It would be very interesting to see this at work – this particular example and more generally, how smooth linear algebra can be with unit checking mixed in given dependent types. As someone knowledgeable about these things, do you see it becoming mainstream the way plain type checking or parameterized types or OO-style polymorphism or compile-time/run-time duck typing polymorphism became mainstream? (I mean not in terms of what the chances are of people wanting this as much as what the chances are that if they feel they do want this, they can become fluent in the necessary techniques.)

So F# or Haskell can't do this – only Coq or Agda? What are some other examples where you need dependent types?

#100 Jules on 05.13.14 at 5:31 am

Yes I think it will eventually become mainstream. Dependent types are actually quite simple, although it is a big conceptual leap. One obstacle to dependent types becoming mainstream is that currently you need to prove all the things required by library functions. So if you have a function that accepts only prime numbers, you will have to prove that the number you're passing in is prime. This is often not easy and a lot of work that may not be worth it. So I think on of the things that needs to happen is a system for systematically inserting run-time checks for things that have no programmer written proof, instead of just giving a type error and refusing to run the program. Then it would become a kind of hybrid between contracts and types: if you don't write the proofs, things are dynamically checked as with contracts, if you write the proofs, things are verified at compile time.

The thing that dependent types fundamentally allow you to do is write functions where the output type depends on the value of the input. Take for instance the following function:

f : Bool -> Int
f c = if c then 3 else 5

This is not a dependent type since the output type Int does not depend on the input value c. However:

g : (c:Bool) -> if c then Int else String
g c = if c then 3 else "Hello World"

This is a dependent type because the output type depends on the value of the input. You see that we can write expressions where you'd usually have types: if b then Int else String. In effect in dependently typed languages the type sublanguage (with entities such as Int,String,Bool) is the same as the value sublanguage (with entities such as 3,"Hello",True). You can mix and match as you wish.

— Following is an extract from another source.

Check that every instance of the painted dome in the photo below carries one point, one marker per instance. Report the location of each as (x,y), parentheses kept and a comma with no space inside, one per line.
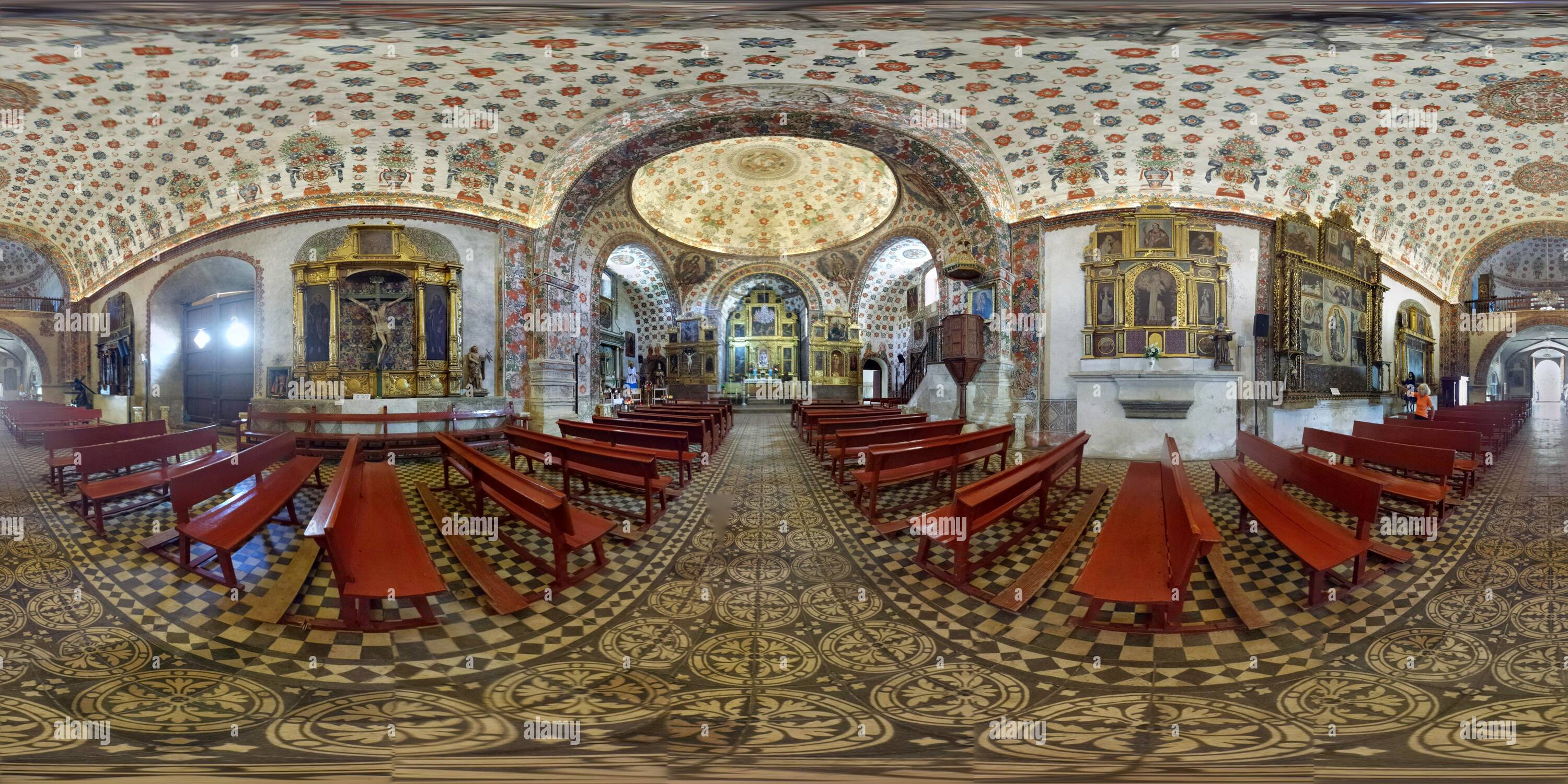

Since you know C++ we can compare it with templates:

- With templates, you have a very limited language to express computations. With dependent types you have the full run-time language available in the types.

- With templates, the values have to be known at compile time. With dependent types, the values can come from run-time.

If you want to know more, Certified Programming with Dependent Types is a tutorial about dependently typed programming in Coq.

#101 Yossi Kreinin on 05.13.14 at 5:52 am

You say doing the unit-checked Gauss elimination is non-trivial. How much more code than the "plain double" version, do you think? (If it's way way more then such libraries will remain to today's widespread numeric packages what CompCert is to LLVM or gcc – impressive feats finding few practical uses vs impressively correct though quite bug-ridden software in universal use.)

#102 Jules on 05.13.14 at 10:58 am

Well, first you would have to implement the unit system (doubles-with-units), but that would be a one time deal and you can use it for all kinds of unit checked work.

Then you'd need to implement the basic linear algebra operations with units (like multiplying a vector by a scalar).

Then you need to implement the basic operations used in the Gaussian elimination (swap rows, etc.).

Finally you'd implement the Gaussian elimination procedure with units.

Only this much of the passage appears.